Moral of the story? Just because the market is partying like 1992 doesn’t mean the Fed feels nostalgic.

Trump Wants Cuts. Powell Wants Clarity.

This week’s Fed meeting isn’t likely to bring the news investors (or Donald Trump) are hoping for. Despite a record-breaking nine-day rally in the S&P 500, primarily driven by optimism over future rate cuts, markets may be pricing in a fantasy.

Trump has publicly, and loudly, demanded rate cuts. But Powell and his team are unconvinced. They’ve already cut rates three times since September, and at their last meeting signaled that further cuts will be slower than expected. Their reasoning? Tariffs, inflation, and economic uncertainty.

The Fed’s latest “dot plot” showed a scaled-back expectation of just 50 basis points in cuts this year. Compare that to the market’s bet on three cuts by year-end, and you see a serious expectation gap.

Adding political pressure to the mix hasn’t helped. Trump’s public tirades, including threats to fire Powell, have shaken confidence in Fed independence, a core pillar of U.S. market appeal. And while Trump later returned those remarks, the damage to market psychology was done—if only temporarily.

The Fed wants to see more hard data before changing its stance. With tariffs in a 90-day pause and inflation data still ambiguous, Powell’s message has been: wait and watch.

The risk? The rally could unwind quickly if the Fed stays put and Powell’s message reinforces caution. Markets are flying high, but reality may soon bring them back to earth.

The Last Say

Between Hope and Hesitation

This week’s newsletter captures a tension that’s becoming harder to ignore: the gap between what markets want and what the Fed is willing to do. With Trump turning up the political volume, investors cheering a rare nine-day rally, and Powell sticking to a data-first message, we’re set up for possible disappointment.

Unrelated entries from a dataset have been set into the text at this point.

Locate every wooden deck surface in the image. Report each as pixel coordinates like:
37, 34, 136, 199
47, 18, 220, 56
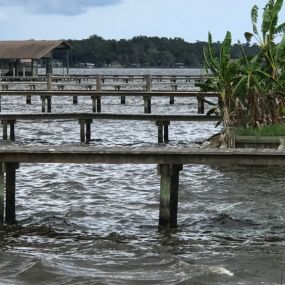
0, 145, 285, 166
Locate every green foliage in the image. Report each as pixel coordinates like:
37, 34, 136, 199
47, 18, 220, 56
202, 0, 285, 135
232, 124, 285, 137
63, 35, 258, 68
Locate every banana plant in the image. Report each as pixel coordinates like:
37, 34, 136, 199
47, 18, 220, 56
199, 31, 237, 129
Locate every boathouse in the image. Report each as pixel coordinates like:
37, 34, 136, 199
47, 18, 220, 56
0, 40, 72, 76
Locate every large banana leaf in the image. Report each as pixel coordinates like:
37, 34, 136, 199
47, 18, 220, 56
251, 5, 258, 35
275, 34, 285, 62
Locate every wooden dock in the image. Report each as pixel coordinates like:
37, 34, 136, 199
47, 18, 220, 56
0, 72, 222, 227
0, 113, 221, 144
0, 146, 285, 227
0, 74, 218, 114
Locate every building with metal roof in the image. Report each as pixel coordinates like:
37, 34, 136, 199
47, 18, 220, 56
0, 40, 72, 76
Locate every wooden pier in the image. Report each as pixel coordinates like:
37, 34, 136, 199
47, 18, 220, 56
0, 146, 285, 227
0, 72, 222, 227
0, 113, 221, 144
0, 74, 218, 114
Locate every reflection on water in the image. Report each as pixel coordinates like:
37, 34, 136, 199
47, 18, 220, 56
0, 67, 285, 285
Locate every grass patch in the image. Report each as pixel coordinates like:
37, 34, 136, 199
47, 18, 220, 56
232, 124, 285, 137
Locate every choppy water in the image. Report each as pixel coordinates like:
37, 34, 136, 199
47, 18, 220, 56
0, 67, 285, 285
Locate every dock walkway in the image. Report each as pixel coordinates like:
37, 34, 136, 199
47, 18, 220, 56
0, 146, 285, 227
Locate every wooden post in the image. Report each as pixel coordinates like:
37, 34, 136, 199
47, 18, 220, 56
163, 121, 170, 143
156, 121, 170, 143
8, 120, 15, 141
5, 162, 19, 225
197, 96, 205, 114
156, 121, 163, 143
158, 164, 183, 228
72, 96, 78, 105
91, 96, 97, 113
79, 120, 85, 143
143, 96, 151, 114
85, 120, 92, 144
96, 74, 102, 91
47, 73, 52, 91
121, 96, 126, 105
96, 96, 101, 113
146, 74, 152, 92
143, 74, 152, 114
26, 95, 32, 104
41, 96, 46, 113
2, 120, 8, 141
46, 96, 51, 113
0, 162, 5, 227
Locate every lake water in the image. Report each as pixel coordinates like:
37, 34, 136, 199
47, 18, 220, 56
0, 69, 285, 285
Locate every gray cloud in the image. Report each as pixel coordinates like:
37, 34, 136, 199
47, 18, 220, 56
0, 0, 122, 15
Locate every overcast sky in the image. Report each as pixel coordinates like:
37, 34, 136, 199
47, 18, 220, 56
0, 0, 285, 42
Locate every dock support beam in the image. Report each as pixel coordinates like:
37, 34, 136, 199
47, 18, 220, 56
79, 119, 92, 144
0, 162, 5, 227
5, 162, 19, 225
158, 164, 183, 228
197, 96, 205, 114
1, 120, 16, 141
156, 121, 170, 143
143, 96, 151, 114
41, 96, 51, 113
91, 96, 101, 113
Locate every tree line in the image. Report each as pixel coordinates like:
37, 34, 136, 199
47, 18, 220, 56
63, 35, 258, 68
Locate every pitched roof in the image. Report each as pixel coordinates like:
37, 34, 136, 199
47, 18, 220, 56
0, 40, 71, 59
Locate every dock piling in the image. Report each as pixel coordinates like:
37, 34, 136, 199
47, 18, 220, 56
2, 120, 8, 141
5, 162, 19, 225
0, 163, 5, 227
197, 96, 205, 114
158, 164, 183, 228
79, 119, 92, 144
156, 121, 170, 144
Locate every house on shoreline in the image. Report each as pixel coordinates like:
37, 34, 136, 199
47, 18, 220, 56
0, 40, 72, 76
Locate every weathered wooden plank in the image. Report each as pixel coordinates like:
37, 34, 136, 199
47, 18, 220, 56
158, 164, 183, 228
0, 146, 285, 165
0, 163, 5, 227
5, 162, 19, 225
0, 112, 220, 122
0, 90, 218, 97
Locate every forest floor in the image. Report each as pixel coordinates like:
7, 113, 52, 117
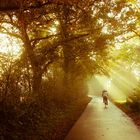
115, 102, 140, 130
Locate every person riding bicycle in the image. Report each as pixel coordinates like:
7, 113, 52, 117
102, 90, 108, 108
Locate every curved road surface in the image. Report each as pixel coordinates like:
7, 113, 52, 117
65, 97, 140, 140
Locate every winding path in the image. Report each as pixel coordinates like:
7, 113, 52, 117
65, 97, 140, 140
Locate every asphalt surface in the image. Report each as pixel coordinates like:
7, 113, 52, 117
65, 97, 140, 140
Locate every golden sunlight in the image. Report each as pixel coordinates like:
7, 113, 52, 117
0, 33, 22, 59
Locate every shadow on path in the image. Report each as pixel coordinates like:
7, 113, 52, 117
65, 97, 140, 140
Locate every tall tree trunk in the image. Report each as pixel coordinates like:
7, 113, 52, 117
19, 10, 42, 97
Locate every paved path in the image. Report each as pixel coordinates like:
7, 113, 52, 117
65, 97, 140, 140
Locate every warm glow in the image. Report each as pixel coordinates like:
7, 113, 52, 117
0, 33, 22, 58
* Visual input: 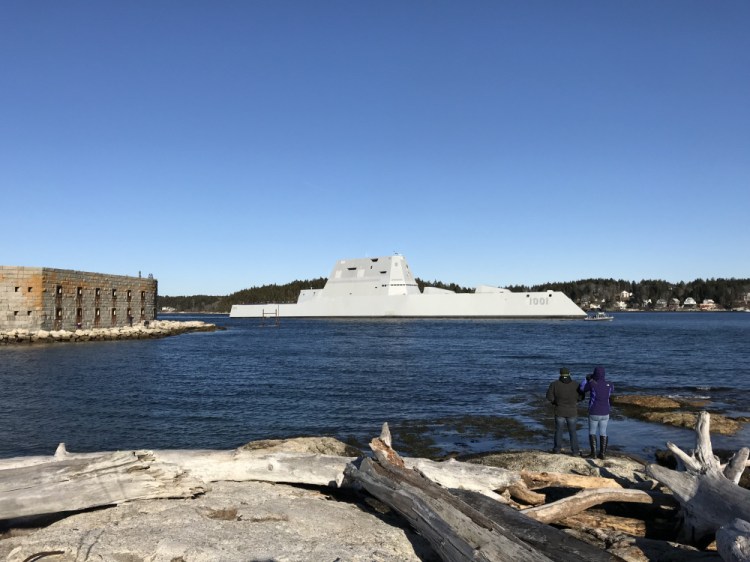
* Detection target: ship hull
[230,291,586,318]
[229,254,586,318]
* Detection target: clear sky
[0,0,750,295]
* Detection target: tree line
[157,277,750,313]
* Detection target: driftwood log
[0,443,532,520]
[716,519,750,562]
[347,424,616,562]
[0,444,205,519]
[646,412,750,545]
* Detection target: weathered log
[154,449,355,487]
[716,519,750,562]
[348,424,624,561]
[451,490,621,562]
[522,488,654,523]
[0,444,205,519]
[403,458,523,502]
[557,513,646,537]
[351,459,552,562]
[646,412,750,544]
[521,470,622,490]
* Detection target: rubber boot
[599,435,607,459]
[586,435,596,459]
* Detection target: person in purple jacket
[578,365,615,459]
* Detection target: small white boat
[584,310,615,322]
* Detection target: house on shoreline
[0,265,158,331]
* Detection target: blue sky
[0,0,750,295]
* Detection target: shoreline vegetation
[0,412,750,562]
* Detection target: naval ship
[229,254,586,318]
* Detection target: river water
[0,313,750,457]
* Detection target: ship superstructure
[229,254,586,318]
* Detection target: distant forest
[158,277,750,313]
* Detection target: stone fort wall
[0,265,158,331]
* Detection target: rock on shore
[0,320,218,345]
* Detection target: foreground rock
[0,320,219,344]
[0,476,437,562]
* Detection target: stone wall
[0,266,158,330]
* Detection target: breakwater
[0,320,218,345]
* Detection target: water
[0,313,750,457]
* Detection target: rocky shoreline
[0,437,748,562]
[0,320,220,345]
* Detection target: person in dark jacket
[578,366,615,459]
[547,367,579,457]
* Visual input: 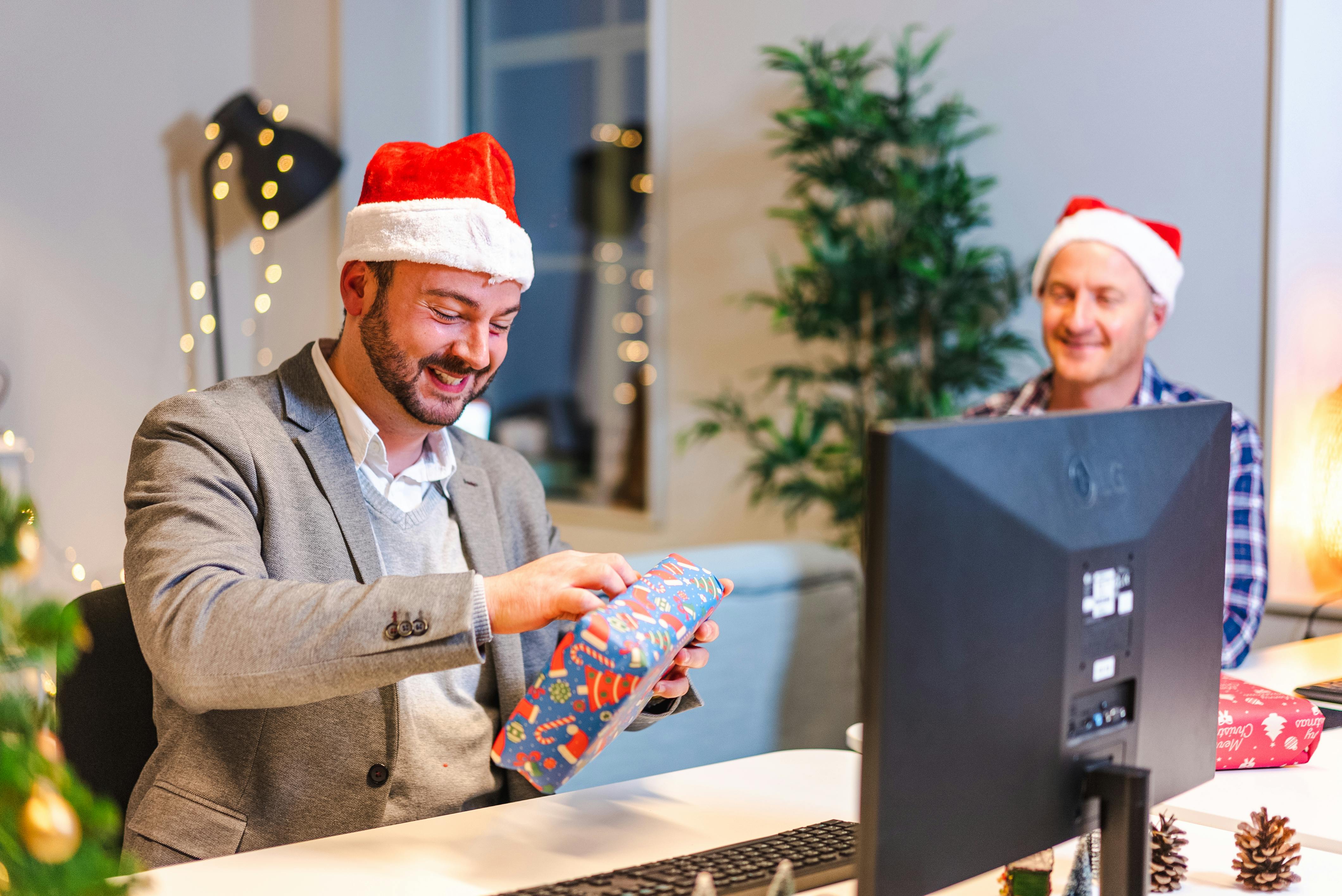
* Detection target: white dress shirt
[313,342,456,514]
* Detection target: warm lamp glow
[1310,388,1342,566]
[616,339,648,364]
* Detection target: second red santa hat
[337,134,536,291]
[1031,196,1184,311]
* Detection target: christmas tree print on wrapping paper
[491,554,722,793]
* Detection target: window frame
[459,0,671,531]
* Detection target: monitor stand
[1083,763,1151,896]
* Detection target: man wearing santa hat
[125,134,730,868]
[968,196,1267,668]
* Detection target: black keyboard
[1295,679,1342,728]
[496,821,857,896]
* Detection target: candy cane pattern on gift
[565,641,615,675]
[584,665,643,710]
[534,715,578,747]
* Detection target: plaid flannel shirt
[965,358,1267,669]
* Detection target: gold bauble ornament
[32,728,66,766]
[19,778,80,865]
[13,523,41,582]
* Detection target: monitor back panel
[860,402,1229,896]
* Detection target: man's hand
[652,578,734,700]
[485,551,639,633]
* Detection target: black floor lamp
[200,93,342,382]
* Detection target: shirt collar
[1133,355,1169,405]
[1006,355,1170,414]
[313,341,456,483]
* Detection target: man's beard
[358,296,494,426]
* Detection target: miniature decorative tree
[0,482,126,896]
[682,27,1028,543]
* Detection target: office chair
[56,585,158,814]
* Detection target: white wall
[1268,0,1342,604]
[340,0,466,220]
[0,0,338,594]
[565,0,1267,550]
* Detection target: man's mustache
[420,354,492,377]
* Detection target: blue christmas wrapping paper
[491,554,722,793]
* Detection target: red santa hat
[337,134,536,291]
[1031,196,1184,311]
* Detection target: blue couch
[564,542,862,790]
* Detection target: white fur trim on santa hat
[336,198,536,292]
[1031,208,1184,311]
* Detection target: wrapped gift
[491,554,722,793]
[1216,675,1323,771]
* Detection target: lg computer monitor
[859,402,1231,896]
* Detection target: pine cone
[1151,814,1188,893]
[1231,806,1301,892]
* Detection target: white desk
[133,750,860,896]
[133,750,1342,896]
[1166,634,1342,853]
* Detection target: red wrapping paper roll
[1216,675,1323,771]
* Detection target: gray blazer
[125,343,699,868]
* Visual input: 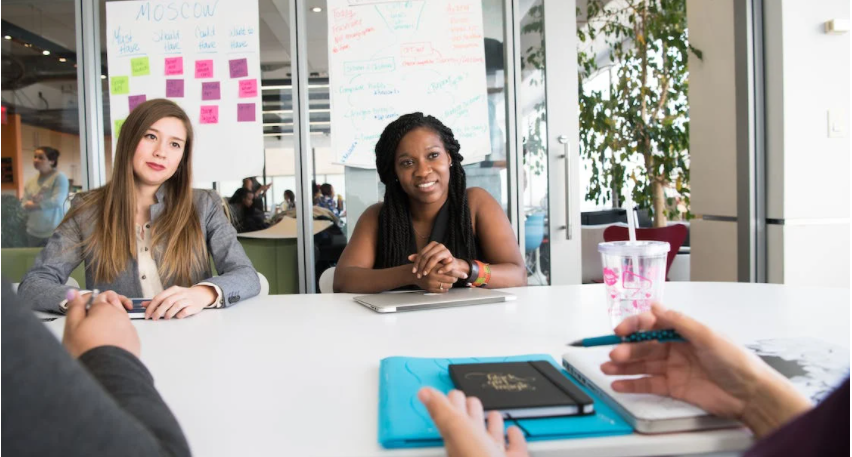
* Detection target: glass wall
[2,0,86,248]
[518,0,550,285]
[3,0,550,284]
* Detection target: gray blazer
[18,187,260,312]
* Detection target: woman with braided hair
[334,113,527,293]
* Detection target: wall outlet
[828,109,849,138]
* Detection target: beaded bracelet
[470,260,491,287]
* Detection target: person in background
[311,181,322,206]
[334,113,527,293]
[228,187,269,233]
[317,183,343,217]
[418,304,850,457]
[0,280,190,457]
[281,189,296,211]
[243,177,272,212]
[18,99,260,319]
[21,146,68,248]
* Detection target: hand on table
[417,387,529,457]
[62,290,141,358]
[601,304,795,428]
[142,286,216,320]
[408,241,470,293]
[89,290,133,311]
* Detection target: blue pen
[569,329,686,348]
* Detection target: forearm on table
[334,265,414,294]
[742,369,813,438]
[480,263,527,289]
[79,346,189,456]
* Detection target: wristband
[470,260,491,287]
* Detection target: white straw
[627,192,636,244]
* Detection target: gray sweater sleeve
[18,198,83,313]
[201,191,260,307]
[0,281,190,456]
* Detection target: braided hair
[376,113,475,268]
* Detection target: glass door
[540,0,582,285]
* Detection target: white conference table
[46,282,850,456]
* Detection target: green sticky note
[112,119,124,138]
[109,76,130,95]
[130,56,151,76]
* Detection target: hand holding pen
[81,290,133,311]
[588,304,808,435]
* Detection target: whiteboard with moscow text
[328,0,491,168]
[106,0,264,181]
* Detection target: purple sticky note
[200,105,219,124]
[166,57,183,75]
[228,59,248,78]
[195,60,213,78]
[127,95,147,111]
[201,81,221,100]
[240,79,257,98]
[166,79,183,98]
[237,103,255,122]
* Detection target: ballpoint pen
[568,329,686,348]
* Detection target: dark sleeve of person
[0,281,190,456]
[746,378,850,457]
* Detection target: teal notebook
[379,354,633,449]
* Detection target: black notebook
[450,360,595,419]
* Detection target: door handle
[556,135,573,241]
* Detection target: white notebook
[562,338,849,433]
[562,346,739,433]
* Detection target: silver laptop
[355,287,515,313]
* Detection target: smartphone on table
[127,298,151,319]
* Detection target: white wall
[764,0,850,287]
[687,0,850,287]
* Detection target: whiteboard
[328,0,491,168]
[106,0,264,181]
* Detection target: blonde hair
[63,99,208,287]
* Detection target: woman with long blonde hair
[18,99,260,319]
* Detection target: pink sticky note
[240,79,257,98]
[195,60,213,78]
[237,103,255,122]
[166,79,183,98]
[200,105,219,124]
[166,57,183,76]
[201,81,221,100]
[127,95,147,111]
[228,59,248,78]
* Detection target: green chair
[238,238,299,294]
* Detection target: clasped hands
[408,241,470,293]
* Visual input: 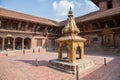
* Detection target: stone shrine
[49,8,94,74]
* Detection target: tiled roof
[82,7,120,21]
[60,7,120,26]
[0,8,59,26]
[0,7,120,26]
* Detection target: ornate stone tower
[49,8,94,73]
[57,8,86,63]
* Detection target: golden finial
[68,6,73,17]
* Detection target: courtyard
[0,51,120,80]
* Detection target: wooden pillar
[0,20,2,27]
[13,38,15,50]
[97,22,101,29]
[25,23,29,31]
[58,43,62,60]
[113,19,118,27]
[22,38,24,50]
[18,22,21,30]
[2,38,5,50]
[32,24,36,32]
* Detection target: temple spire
[62,7,80,35]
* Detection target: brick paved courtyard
[0,52,120,80]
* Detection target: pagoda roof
[60,7,120,26]
[0,8,59,26]
[57,36,86,42]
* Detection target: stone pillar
[18,22,21,30]
[58,43,62,60]
[22,38,24,50]
[13,38,15,50]
[0,20,2,27]
[113,19,118,27]
[81,45,84,59]
[2,38,5,50]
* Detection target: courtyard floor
[0,52,120,80]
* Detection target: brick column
[22,38,24,50]
[13,38,15,50]
[18,22,21,30]
[2,38,5,50]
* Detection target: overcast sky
[0,0,98,21]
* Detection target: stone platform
[49,59,94,74]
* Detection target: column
[13,38,15,50]
[0,20,2,27]
[22,38,24,50]
[113,19,118,27]
[18,22,21,30]
[2,38,5,50]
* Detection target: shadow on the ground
[80,58,120,80]
[17,60,48,66]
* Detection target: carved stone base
[49,59,94,74]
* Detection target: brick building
[0,0,120,51]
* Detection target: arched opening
[76,46,81,59]
[0,37,2,51]
[24,38,31,49]
[61,43,68,59]
[15,37,22,50]
[5,37,13,50]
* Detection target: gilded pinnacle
[62,7,80,35]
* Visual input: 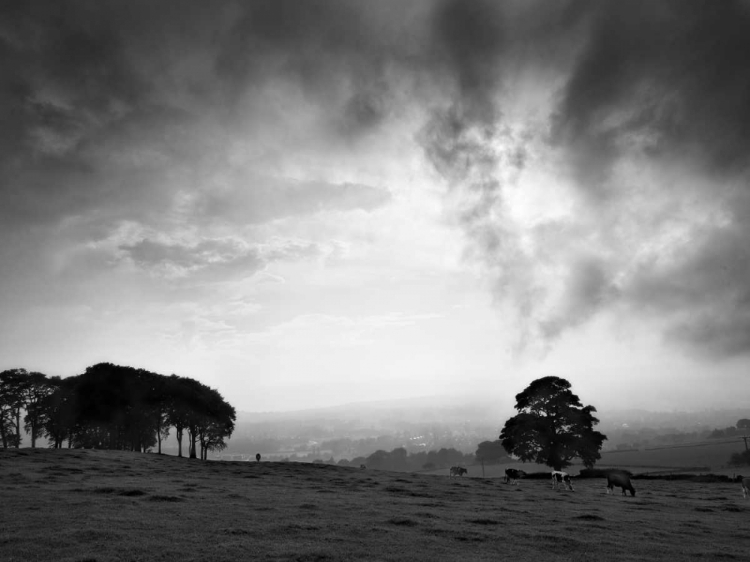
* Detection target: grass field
[0,449,750,562]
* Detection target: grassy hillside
[0,449,750,562]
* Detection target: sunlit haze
[0,0,750,413]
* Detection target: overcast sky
[0,0,750,412]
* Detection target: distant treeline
[0,363,236,459]
[313,447,482,472]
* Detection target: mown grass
[0,449,750,562]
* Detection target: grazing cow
[505,468,526,486]
[552,470,573,490]
[450,466,467,478]
[607,472,635,496]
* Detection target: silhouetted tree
[500,377,607,470]
[0,369,29,448]
[41,377,77,449]
[21,373,59,448]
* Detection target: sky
[0,0,750,412]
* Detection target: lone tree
[500,377,607,470]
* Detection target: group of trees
[0,363,236,459]
[306,447,474,472]
[709,418,750,439]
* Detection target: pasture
[0,449,750,562]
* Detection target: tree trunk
[175,426,182,457]
[16,408,21,449]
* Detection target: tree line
[0,363,236,460]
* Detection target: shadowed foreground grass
[0,449,750,562]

Optimism has buoyed markets, but Powell’s statements point toward patience, not pivoting. If the Fed holds firm this week, as expected, all eyes will shift to June. And if economic conditions don’t clearly deteriorate or if inflation rears up again, the path to rate cuts could stay blocked through the summer.

This is a reminder for investors: policy takes time, and pressure doesn’t always produce results. The Fed’s credibility rests on not reacting to headlines or political pressure, but on following the numbers. In the long run, that keeps markets stable—even if it frustrates them in the short term.

Stay sharp, stay informed, and remember: being early on rate cut bets isn’t the same as being right.